In Fuqi, the company transferred more than $100,000,000 to third parties in Cathay at the direction of the chairman of the board. The company was subsequently unable to produce fiscal statements that proved the funds had been repaid in full. An audit investigation commenced.
During the investigation, the visitor failed to pay the parties involved in the audit. Iv independent directors resigned over the course of about ii years; two of them resigned in protest.
Vice Chancellor Sam Glasscock pointed out that the independent directors "who could have conducted a meaningful investigation on behalf of the company, resigned from their posts," and that made matters worse.
To exist sure, losing a motion to dismiss is non the same as beingness found to have breached i'due south fiduciary duties.
Still, these cases and their lengthy discussions about fiduciary duties ship a clear message: The Delaware Chancery Court sees lath resignations in the wrong circumstance as peradventure existence a breach of the directors' fiduciary duties owed to a company's shareholders.
The Resignation Litmus Test
If you're an independent director considering a resignation, the disquisitional question to ponder is this:
When has the situation of the company reached a place where the act of resigning from the board is itself a alienation of one's fiduciary duty to shareholders?
For public company lath members, the stakes are even higher. Case in point: "noisy withdrawal." As pointed out in the Columbia Constabulary School article linked to earlier:
When a director resigns in protest, whatsoever resignation letter to the company is required to be filed as an showroom to the company's Form 8-K announcing the resignation.

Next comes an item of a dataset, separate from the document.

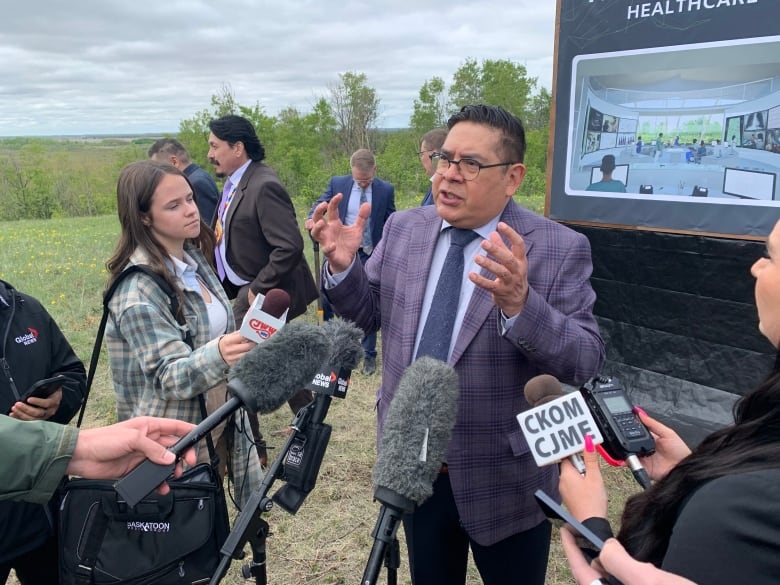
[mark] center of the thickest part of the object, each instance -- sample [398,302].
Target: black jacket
[32,347]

A managing director faced with intractable corporate malfeasance must consider whether a noisy resignation will damage the company more than it helps. Resigning noisily is a style of calling public attention to the company'southward problems—which may indeed be an constructive fashion to bring the malfeasors to account for their actions—but also can harm the visitor and its various constituencies in the brusque- and long-term.

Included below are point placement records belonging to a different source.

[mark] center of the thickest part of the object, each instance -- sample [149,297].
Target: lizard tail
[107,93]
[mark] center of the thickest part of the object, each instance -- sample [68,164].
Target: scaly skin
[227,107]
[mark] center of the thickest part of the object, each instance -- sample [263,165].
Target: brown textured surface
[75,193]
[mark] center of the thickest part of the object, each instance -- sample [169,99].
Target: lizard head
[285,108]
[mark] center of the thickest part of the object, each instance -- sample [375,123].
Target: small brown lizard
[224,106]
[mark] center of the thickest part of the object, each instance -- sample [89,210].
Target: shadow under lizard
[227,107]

If you are resigning because of a disagreement, yous are obligated under the law to make that disclosure. And sometimes board members don't want to do that.
In this case, the board fellow member might have to remain on the lath until they have resolved the state of affairs that has precipitated the want to resign.
Why Liability Coverage Is Central Every bit You're Making These Decisions
These situations are exactly why you desire to accept splendid D&O liability insurance and indemnification agreements in place.
Even as you are doing the correct matter, for example, staying on a board to correct newly discovered wrongdoings, you may face litigation filed confronting you personally. Yous'll want to have strong protections in place to aid you defend yourself.
Of course, if the company's troubles are financial, the indemnification agreement won't be that helpful. In this state of affairs, you want to have already secured an splendid D&O insurance program that was placed by a broker familiar with and skilled when information technology comes to helping a company get through bankruptcy.
Unfortunately, though, this is something that y'all want to call up about before the trouble hits. Every bit I have written about recently:
When a visitor is financially troubled, it can be difficult to secure a skilful renewal. Carriers may fifty-fifty effort to put defalcation exclusions on the D&O insurance policy of a visitor that has to renew its insurance when the visitor is on the verge of filing bankruptcy.
Information technology could even be the case that the visitor is and then far gone that information technology does non have the cash to pay for the renewal. You tin can choose to go on the board of a company that has poor prospects for its D&O insurance, but when you do and then you are exposing your personal assets if you are sued.
And so can board members resign when they desire to? The answer is yes—except when they tin't.
In the worst-example situation where yous know something is happening that hurts your shareholders, you lot are duty-bound to protect your shareholders and not abandon them… at least that's what the Delaware court opinions suggest.